In the above models, one of the vital factors, especially when the grain size is reduced substantially through dynamic recrystallization, is neglected. The surface energy becomes more significant when grains are sufficiently small, which converts the creep mechanism from dislocation creep to diffusion creep, thus the grains start to grow. Therefore, the determination of the boundary zone between fields of these two creep mechanisms matter to know when the recrystallized grain size tends to stabilize, as to supplement the above model. The difference between this model and the previous nucleation-and-growth models lies within the assumptions: the field boundary model assumes that grain size reduces in the dislocation creep field, and enlarges in the diffusion creep field, but it is not the case in the previous models.

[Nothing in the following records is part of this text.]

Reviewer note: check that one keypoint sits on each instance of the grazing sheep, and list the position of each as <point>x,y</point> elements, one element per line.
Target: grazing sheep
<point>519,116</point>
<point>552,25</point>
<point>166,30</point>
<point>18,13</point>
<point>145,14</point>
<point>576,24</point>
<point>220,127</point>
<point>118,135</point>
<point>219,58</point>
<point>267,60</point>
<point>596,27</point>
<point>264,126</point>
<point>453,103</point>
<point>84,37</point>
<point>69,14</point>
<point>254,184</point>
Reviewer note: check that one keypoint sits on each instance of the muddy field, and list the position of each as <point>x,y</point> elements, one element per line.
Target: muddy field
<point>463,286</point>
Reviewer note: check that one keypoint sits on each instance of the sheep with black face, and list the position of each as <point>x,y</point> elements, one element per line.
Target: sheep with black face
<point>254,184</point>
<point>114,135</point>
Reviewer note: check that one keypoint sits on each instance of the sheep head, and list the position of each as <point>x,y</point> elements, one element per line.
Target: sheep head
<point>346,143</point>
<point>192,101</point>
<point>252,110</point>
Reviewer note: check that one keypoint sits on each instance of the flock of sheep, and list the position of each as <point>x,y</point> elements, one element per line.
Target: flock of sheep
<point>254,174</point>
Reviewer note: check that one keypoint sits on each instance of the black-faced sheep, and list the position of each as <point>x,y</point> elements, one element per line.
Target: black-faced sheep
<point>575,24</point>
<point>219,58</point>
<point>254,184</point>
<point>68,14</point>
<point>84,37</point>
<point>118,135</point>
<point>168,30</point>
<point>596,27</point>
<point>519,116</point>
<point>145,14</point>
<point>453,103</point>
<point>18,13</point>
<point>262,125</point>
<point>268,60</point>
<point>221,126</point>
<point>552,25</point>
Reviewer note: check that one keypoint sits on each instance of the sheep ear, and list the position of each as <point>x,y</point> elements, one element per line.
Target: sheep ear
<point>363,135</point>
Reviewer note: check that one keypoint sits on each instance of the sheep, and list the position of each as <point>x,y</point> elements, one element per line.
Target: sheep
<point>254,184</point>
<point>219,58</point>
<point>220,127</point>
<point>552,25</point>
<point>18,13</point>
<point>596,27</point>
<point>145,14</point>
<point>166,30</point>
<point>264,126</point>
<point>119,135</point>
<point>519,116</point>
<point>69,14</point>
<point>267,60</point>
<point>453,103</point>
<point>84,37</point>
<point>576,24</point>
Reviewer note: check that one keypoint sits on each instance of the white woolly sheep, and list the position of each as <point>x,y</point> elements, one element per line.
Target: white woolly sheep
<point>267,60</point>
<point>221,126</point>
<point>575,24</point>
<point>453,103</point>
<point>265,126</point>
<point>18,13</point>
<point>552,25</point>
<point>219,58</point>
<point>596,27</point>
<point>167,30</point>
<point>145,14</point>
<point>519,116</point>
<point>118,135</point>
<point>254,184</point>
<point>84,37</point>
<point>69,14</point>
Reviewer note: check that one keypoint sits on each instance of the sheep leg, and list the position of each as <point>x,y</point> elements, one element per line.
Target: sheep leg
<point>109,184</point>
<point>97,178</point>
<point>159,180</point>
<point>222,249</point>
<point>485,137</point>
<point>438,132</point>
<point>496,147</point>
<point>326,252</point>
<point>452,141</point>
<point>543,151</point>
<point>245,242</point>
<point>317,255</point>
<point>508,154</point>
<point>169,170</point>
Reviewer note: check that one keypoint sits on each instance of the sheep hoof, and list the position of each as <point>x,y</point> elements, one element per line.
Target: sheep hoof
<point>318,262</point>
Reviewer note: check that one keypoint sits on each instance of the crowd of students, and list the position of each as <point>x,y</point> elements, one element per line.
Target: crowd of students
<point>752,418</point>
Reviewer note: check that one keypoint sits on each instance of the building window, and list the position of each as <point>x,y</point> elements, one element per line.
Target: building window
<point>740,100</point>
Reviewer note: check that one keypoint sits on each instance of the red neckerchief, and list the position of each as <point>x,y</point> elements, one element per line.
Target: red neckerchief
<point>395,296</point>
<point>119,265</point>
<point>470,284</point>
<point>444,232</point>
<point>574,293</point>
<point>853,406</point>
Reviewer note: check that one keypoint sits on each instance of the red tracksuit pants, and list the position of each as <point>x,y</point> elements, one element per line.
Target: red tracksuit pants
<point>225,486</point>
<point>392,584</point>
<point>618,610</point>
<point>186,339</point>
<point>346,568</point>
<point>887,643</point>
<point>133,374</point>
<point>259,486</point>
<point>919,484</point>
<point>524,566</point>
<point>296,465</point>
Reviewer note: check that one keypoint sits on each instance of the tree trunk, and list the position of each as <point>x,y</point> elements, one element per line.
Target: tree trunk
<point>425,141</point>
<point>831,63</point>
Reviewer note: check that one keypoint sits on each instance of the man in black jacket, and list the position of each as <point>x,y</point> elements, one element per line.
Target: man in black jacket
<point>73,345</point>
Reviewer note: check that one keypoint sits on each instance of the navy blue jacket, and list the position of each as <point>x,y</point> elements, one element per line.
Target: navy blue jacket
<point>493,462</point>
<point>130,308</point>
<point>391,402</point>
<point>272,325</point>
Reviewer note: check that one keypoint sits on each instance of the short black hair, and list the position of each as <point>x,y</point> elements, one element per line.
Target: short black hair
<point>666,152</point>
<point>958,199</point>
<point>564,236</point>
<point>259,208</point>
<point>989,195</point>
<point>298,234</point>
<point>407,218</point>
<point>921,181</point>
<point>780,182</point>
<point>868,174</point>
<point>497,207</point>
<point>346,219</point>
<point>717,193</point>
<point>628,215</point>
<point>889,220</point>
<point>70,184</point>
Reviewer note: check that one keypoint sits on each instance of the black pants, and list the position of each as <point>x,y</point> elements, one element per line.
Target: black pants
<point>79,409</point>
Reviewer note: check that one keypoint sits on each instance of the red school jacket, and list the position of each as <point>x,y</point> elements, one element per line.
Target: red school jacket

=== Common piezometers ===
Quartz is abundant in the crust and contains creep microstructures that are sensitive to deformation conditions in deeper crust. Before starting to infer flow stress magnitude, the mineral has to be calibrated carefully in laboratory. Quartz has been found to exhibit different piezometer relations during different recrystallization mechanisms, which are local grain boundary migration (dislocation creep), subgrain rotation (SGR) and the combination of these two, as well as at different grain size.

Other common minerals used for grain size piezometers are calcite and halite, that have gone through syn-tectonic deformation or manual high-temperature creep, which also demonstrate difference in piezometer relation for distinct recrystallization mechanisms.